Region play for spring sports on hold for “more research”
Published 7:57 am Tuesday, May 24, 2022
By ALEC ETHEREDGE | Managing Editor
After announcing on April 13 that baseball, softball and soccer would all be shifting away from area play and into region play starting next school year, the Alabama High School Athletic Association backtracked on Monday, May 23.
The AHSAA met Monday and voted to postpone region play for the three spring sports until more research could be conducted and data could be studied.
“Upon more discussion Monday, the Central Board tabled the implementation for the 2022-23 and 2023-24 classification period citing it needs more time to study its options,” read a release from the AHSAA. “All three sports will remain in their current formats for the upcoming classification period.”

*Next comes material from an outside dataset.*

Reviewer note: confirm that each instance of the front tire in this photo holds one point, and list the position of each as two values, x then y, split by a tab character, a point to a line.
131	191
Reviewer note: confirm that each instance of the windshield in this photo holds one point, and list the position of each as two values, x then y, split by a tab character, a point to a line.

The announcement came the day before reclassification for spring sports, which will align what areas and classification each school across the state will compete in for the next two school years.
Originally, the changes would have meant all sports going from an area format that features 3-5 teams in an area to a region format, which would have featured more teams in each region.
The change would have likely followed a model similar to football, which currently takes the top four teams to the playoffs from each region.
In area play, however, only the top two teams from each area advance.
In baseball and soccer, it’s the top two teams in the area from the regular season, while in softball, it’s the winner and runner-up at the area tournament.
The goal with the change would be to make the playoffs more competitive and get the best teams in. Under the current model, highly-ranked teams miss out on the postseason at times, while teams with losing records make the postseason.
Possibly the most affected of the three sports is soccer, which has a multitude of talented teams throughout Shelby and Jefferson counties, leading to some of the best teams just missing out on the playoffs each year after playing some of the most difficult schedules in the state.
The impact will also be felt in baseball and softball, but the logistics of it is the difficult part.
Scheduling region games and balancing them out throughout the spring with the crossover from basketball to springs sports, the threat of weather and a different need from athletes compared to football are all kinks that the AHSAA will be trying to work out as they revisit the decision over the next year.